Summer 2015 – Frequently Asked Questions by Dr. Chuck Wilson

(From Spring 2015 Newsletter) Dr. Chuck Wilson, Chief Scientific Officer for the Gulf of Mexico Research Initiative (GoMRI), answers a few of the most frequently asked questions about the program.

One of the many GoMRI legacies, which is specifically described in GoMRI Legacy #2, is the involvement of graduate students in the program who will become the next generation of oil spill researchers.

Question: How many graduate students are or have been involved in the program to date?

Answer: Over 750 graduate students, including 440 Doctorate and 310 Master’s candidates, have been or are involved in GoMRI research. These students hail from around the world and across many disciplines.

Question: What is the distribution of their fields of study?

Answer: Almost half of the students are associated with RFP-I, which was the first major GoMRI consortium initiative. That said, consortia from RFP-IV are rapidly ramping up their graduate student workforce. Regarding research areas, about a third of the students are fairly evenly distributed across GoMRI Themes 1 (Physical processes), 2 (Chemistry), and 3 (Environmental). A surprisingly large proportion are also heavily involved in Theme 4 (Technology), indicating that GoMRI is not only training the next generation of oceanographers but also involving them in developing the most recent tools for oil spill research.

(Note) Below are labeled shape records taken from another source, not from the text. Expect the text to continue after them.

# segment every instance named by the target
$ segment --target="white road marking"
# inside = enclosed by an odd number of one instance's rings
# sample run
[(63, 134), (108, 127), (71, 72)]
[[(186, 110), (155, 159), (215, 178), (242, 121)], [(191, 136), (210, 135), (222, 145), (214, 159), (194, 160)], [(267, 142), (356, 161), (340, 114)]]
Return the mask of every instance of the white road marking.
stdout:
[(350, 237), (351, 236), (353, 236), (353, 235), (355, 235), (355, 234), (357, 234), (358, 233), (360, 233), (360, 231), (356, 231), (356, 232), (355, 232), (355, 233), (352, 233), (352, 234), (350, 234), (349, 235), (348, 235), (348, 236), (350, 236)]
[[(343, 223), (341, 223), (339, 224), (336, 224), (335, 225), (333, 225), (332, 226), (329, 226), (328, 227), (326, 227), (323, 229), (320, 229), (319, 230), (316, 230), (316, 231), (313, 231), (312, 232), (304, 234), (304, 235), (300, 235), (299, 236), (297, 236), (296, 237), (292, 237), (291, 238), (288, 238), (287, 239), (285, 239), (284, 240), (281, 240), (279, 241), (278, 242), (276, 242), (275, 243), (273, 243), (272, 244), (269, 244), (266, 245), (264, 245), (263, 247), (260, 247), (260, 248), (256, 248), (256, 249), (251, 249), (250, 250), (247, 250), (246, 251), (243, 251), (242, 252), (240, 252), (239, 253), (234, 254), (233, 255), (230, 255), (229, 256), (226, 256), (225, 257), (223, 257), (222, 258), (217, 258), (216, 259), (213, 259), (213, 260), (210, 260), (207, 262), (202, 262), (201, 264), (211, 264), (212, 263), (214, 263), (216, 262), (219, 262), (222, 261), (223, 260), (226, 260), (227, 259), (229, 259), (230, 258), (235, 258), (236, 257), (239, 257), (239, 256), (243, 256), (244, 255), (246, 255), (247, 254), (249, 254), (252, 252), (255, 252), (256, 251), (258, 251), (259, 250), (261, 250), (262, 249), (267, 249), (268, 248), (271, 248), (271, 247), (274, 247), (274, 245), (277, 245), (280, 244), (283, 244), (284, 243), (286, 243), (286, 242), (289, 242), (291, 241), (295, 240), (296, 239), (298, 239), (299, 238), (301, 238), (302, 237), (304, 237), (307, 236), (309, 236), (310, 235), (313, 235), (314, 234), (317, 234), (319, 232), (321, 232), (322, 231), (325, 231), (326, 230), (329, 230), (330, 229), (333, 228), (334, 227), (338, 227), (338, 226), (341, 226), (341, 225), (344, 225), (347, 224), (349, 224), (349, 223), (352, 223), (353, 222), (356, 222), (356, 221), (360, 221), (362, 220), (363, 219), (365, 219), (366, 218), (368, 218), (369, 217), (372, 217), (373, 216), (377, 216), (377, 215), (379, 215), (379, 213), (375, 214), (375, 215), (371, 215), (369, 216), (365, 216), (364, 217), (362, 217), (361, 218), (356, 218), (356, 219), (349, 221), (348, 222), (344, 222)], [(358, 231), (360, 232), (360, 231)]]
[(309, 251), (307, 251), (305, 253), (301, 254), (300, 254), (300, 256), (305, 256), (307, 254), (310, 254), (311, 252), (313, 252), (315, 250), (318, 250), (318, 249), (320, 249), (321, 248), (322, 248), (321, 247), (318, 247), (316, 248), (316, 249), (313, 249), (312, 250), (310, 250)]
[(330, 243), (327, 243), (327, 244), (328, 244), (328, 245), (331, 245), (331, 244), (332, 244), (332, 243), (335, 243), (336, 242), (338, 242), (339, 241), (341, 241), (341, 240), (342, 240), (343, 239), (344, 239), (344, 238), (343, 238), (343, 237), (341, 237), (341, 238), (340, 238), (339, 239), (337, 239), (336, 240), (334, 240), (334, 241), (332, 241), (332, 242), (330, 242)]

Question: What role do they play in the research?

Answer: Students are the engines of GoMRI’s research efforts. Along with the 1,278 scientists and 196 Postdocs, students serve as essential team members for much of the research underway. They are the workforce onboard the ships and in the labs, bringing creativity, curiosity, and energy to the GoMRI scientific program. A number of outstanding students, recognized as GoMRI Scholars, have been featured on the GoMRI website. Each student has a wonderful story about why they are involved in science and how GoMRI is affecting their life/career path. Students are working on exciting things such as novel dispersant technologies, marine life from single-cell organisms to fishes, habitats from seafloor coral and hydrocarbon seeps to marsh insects, toxins that may affect human stem- cell behavior and fish DNA, and modelling oil movement through the water column and on the sea surface.